Les Echos - Anne Feitz Le 20/07/17

Le Conseil d’Etat a jugé illégaux les tarifs réglementés du gaz. Une décision qui va bouleverser les marchés de l’énergie.

Ce n'est pas exactement la décision que les concurrents d' Engie espéraient, mais elle n'en sera pas moins lourde de conséquences sur les marchés de l'énergie. Dans une décision très attendue, le Conseil d'Etat a jugé mercredi que le maintien de tarifs réglementés du gaz naturel était contraire au droit de l'Union européenne. Il n'a certes pas accédé à la demande de l'Anode, l'association de fournisseurs alternatifs qui avait formé le recours, de demander à l'Etat d'organiser dès maintenant leur disparition (lire ci-dessous). Mais cette fois, il est tout à fait clair que les jours des tarifs réglementés de vente (TRV) pour les particuliers sont comptés. Le ministre de la Transition écologique et solidaire Nicolas Hulot, lui-même, l'a reconnu mardi soir lors d'une audition au Sénat : « A un moment ou à un autre, il faudra se plier aux injonctions de Bruxelles concernant les tarifs de gaz et délectricité, a-t-il déclaré. Nous allons évidemment faire en sorte que cela se fasse le moins douloureusement possible. »

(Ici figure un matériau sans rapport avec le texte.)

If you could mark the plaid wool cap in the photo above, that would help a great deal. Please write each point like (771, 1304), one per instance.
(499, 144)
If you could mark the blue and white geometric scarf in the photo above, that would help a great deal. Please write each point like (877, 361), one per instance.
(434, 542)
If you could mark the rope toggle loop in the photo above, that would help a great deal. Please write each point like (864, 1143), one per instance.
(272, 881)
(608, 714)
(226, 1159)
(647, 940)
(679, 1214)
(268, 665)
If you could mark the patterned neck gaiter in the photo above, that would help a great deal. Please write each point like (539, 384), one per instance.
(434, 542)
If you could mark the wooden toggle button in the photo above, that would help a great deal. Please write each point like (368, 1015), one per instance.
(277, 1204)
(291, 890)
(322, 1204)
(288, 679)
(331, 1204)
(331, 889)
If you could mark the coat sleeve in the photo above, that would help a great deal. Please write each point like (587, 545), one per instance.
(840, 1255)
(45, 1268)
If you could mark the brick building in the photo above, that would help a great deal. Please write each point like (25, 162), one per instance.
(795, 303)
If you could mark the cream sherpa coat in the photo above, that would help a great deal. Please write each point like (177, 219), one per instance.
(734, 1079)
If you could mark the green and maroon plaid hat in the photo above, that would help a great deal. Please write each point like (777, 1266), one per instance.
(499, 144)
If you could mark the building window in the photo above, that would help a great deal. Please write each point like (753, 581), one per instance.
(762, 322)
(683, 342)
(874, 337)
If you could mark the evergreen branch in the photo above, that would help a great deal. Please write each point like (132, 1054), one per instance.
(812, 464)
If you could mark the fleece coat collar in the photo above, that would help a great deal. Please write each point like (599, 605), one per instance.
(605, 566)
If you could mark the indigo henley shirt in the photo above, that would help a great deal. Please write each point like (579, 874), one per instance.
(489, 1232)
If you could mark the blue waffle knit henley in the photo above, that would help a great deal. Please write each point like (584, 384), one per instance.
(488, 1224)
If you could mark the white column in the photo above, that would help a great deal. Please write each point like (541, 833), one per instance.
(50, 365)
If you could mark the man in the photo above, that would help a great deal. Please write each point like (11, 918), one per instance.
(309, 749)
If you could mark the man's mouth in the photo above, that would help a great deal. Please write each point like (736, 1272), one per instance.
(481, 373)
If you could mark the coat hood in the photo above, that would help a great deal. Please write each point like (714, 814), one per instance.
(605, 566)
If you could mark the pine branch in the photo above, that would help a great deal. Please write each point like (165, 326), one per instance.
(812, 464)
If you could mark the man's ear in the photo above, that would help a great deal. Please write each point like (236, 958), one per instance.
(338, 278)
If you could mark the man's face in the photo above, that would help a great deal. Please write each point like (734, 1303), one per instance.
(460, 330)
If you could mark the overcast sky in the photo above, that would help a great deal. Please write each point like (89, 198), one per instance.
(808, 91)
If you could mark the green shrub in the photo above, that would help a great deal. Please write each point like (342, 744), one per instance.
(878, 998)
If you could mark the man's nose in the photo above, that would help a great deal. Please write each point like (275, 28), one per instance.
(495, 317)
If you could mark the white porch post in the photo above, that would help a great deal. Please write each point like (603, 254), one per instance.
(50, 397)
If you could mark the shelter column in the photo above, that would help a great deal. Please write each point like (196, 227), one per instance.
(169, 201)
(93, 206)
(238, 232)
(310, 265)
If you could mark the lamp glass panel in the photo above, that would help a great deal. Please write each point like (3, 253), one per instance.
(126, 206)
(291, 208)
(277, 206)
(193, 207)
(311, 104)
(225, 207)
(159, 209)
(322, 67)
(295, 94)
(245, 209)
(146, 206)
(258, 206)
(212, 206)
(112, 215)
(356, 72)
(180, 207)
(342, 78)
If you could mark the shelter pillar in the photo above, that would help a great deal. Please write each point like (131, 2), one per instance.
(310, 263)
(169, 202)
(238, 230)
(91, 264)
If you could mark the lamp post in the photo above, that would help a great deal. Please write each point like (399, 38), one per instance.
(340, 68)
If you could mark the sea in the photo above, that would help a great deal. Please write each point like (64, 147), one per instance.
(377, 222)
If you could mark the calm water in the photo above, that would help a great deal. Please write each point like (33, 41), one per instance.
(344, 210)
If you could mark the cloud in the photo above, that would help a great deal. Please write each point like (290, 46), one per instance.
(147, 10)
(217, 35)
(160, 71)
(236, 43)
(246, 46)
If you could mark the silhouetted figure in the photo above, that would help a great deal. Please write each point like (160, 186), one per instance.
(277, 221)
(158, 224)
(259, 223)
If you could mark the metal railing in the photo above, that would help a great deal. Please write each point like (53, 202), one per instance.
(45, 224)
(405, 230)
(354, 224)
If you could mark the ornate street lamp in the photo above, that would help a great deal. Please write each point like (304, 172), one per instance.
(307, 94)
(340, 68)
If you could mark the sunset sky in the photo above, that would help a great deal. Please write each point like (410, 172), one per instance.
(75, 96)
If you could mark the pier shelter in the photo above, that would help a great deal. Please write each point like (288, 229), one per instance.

Car la fin des tarifs réglementés provoquera une véritable révolution sur le marché, en menaçant directement les positions d'Engie et d' EDF. Les fournisseurs alternatifs, tels que Direct Energie, ENI, ou Lampiris ne s'y sont pas trompés. « C'est une très bonne nouvelle, nous sommes extrêmement satisfaits », se réjouit Fabien Choné, président de l'Anode et directeur général délégué de Direct Energie. Non que les prix proposés par les concurrents d'Engie vont subitement baisser. « Les tarifs réglementés sont construits de façon à pouvoir être concurrencés : les fournisseurs alternatifs proposent déjà des tarifs inférieurs », rappelle Sébastien Zimmer, associé au cabinet Emerton. De fait, les tarifs réglementés de vente (TRV) doivent légalement couvrir les coûts de l'opérateur historique, qui a conclu des contrats d'approvisionnement à long terme, alors que ses concurrents peuvent se fournir sur le marché de gros du gaz, où les prix sont plus bas. « D'un strict point de vue économique, cela ne va rien changer », poursuit-il.

Des consommateurs mieux informés

Mais en forçant les foyers à choisir une offre de marché, l'extinction des TRV va les pousser à comparer les prix et, sans doute, provoquer de nouveaux transferts chez les concurrents. « En abandonnant les TRV, les consommateurs pourraient globalement gagner entre 400 et 500 millions d'euros par an de pouvoir d'achat, c'est énorme ! », avance Fabien Choné. Si 5,4 millions de foyers sur les 10,7 millions d'abonnés au gaz n'ont toujours pas franchi le pas, c'est parce que certains ne savent pas que le marché est ouvert, ou simplement par inertie. Comme les TRV sont fixés par le gouvernement, beaucoup les considèrent aussi - à tort - comme protecteurs du pouvoir d'achat. La communication qui accompagnera leur disparition boostera inévitablement le marché. Sur le segment des professionnels, où ils ont été supprimés progressivement depuis 2014, la part des alternatifs atteint 40 %.

L'enjeu est d'autant plus important que la suite logique de l'histoire est leur disparition également dans l'électricité, où ils concernent cette fois 27 millions de foyers. « Or, si Engie peut renégocier ses contrats d'approvisionnement pour réduire ses coûts, c'est plus difficile pour EDF dont les coûts auront plutôt tendance à augmenter : l'électricien risque d'avoir plus de mal à lutter », souligne un bon connaisseur du secteur.

Les résistances ne manqueront pas de se manifester. La CGT et FO ont déjà dénoncé la décision du Conseil d'Etat, appelant à l'intérêt général. Mais les associations de consommateurs comme l'UFC-Que Choisir et la CLCV ont aussi appelé au maintien des TRV, qu'ils jugent protecteur « en agissant comme un prix plafond ».